[+] Feat: Support dynamic attach #542

Sy0307 · 2026-01-25T17:46:42Z

Support dynamic attach, use thread_scheduling as example for test. We can do something to adapt other examples.

Also some changes is just re-format.

Key technical changes are shown following:

1. CUDA late-attach bootstrap (fatbin/PTX recovery after missed registration)

Problem: When the agent is injected after CUDA registration has already happened, hooks like __cudaRegisterFatBinary/__cudaRegisterFunction may be missed. The runtime then lacks fatbin/PTX material and “host stub → kernel” metadata to route launches through patched code, resulting in “no data”.
Solution: After nv_attach_impl is initialized, a one-time bootstrap scans already-loaded ELF objects:
- Enumerate loaded modules with dl_iterate_phdr;
- Locate .nv_fatbin in-memory and walk fatbin wrapper(s);
- Extract PTX, apply the existing ptxpass patching pipeline, compile, and load patched modules into the driver;
- Pre-fill a kernel_name → patched CUfunction cache for launch-time routing.

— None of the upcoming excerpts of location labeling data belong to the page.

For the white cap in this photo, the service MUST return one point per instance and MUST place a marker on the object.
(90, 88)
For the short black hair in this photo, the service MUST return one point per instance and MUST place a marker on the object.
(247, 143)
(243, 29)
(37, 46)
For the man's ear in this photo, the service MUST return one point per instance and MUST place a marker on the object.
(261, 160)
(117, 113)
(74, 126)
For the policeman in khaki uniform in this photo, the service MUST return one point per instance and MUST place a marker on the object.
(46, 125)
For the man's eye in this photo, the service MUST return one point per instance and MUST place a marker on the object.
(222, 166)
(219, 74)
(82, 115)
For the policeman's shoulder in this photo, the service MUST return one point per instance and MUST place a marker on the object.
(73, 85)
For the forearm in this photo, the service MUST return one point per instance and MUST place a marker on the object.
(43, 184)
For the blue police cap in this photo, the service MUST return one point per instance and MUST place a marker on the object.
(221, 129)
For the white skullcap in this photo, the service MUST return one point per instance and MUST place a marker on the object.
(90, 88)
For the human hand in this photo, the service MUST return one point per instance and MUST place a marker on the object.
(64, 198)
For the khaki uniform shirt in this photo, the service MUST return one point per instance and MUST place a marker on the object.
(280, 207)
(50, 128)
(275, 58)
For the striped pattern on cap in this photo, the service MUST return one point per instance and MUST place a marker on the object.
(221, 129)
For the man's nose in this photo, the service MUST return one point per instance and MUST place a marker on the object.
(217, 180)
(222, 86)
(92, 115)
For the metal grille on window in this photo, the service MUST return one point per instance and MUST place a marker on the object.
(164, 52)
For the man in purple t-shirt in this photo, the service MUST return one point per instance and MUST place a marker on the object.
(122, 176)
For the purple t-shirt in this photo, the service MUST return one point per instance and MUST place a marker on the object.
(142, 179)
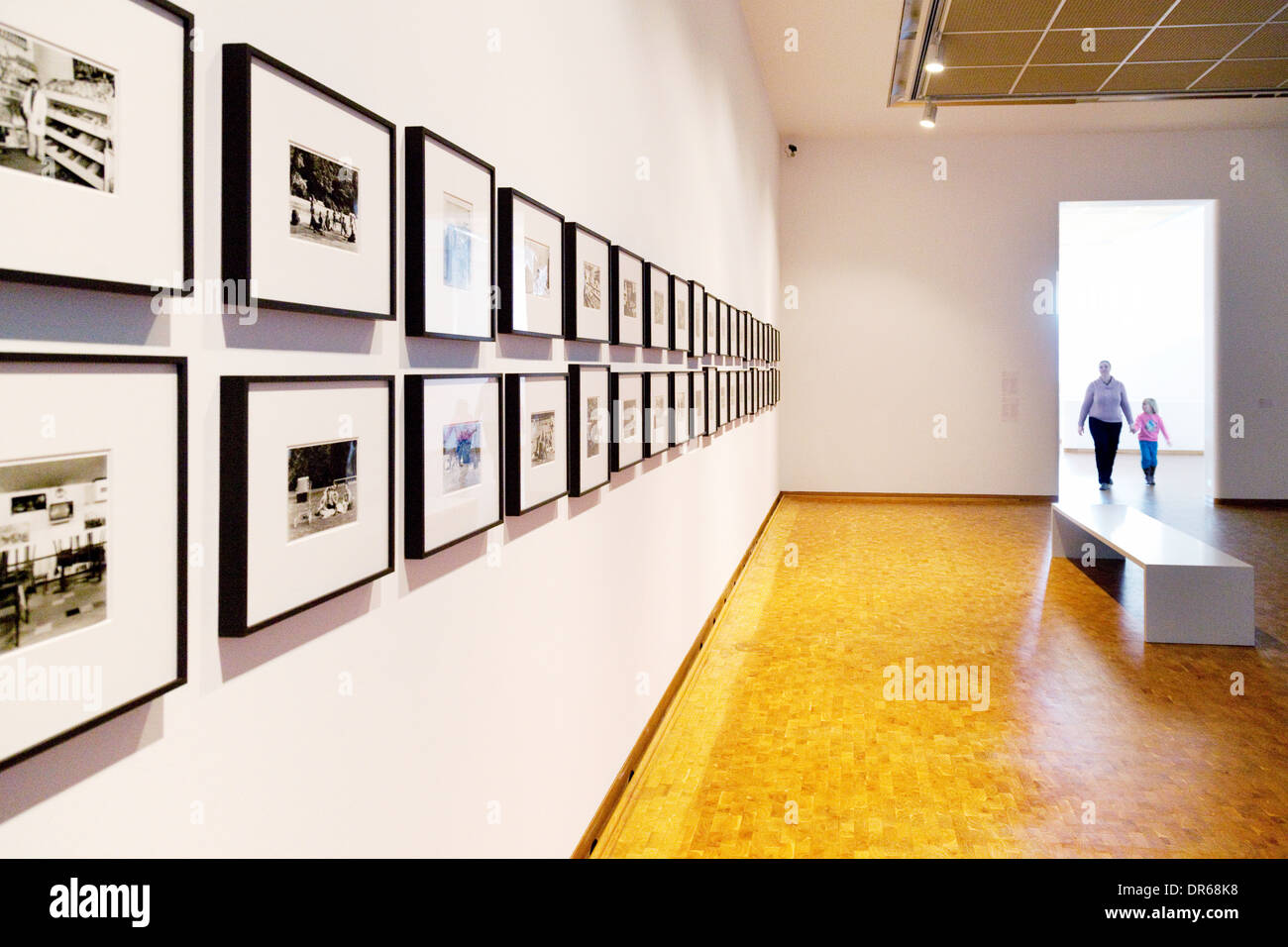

2. Launch routing with late-attach fallback

The cudaLaunchKernel interception path no longer strictly depends on the registration-time func_ptr → symbol_name mapping.
When the canonical mapping is missing, the hook attempts to resolve the host stub symbol name (dladdr + ELF symbol cache) and dispatches via the cached kernel_name → CUfunction mapping, preserving a safe fallback to the original runtime launch path if patched launch fails.

3. Shared-memory session/epoch protocol (control-plane/data-plane consistency)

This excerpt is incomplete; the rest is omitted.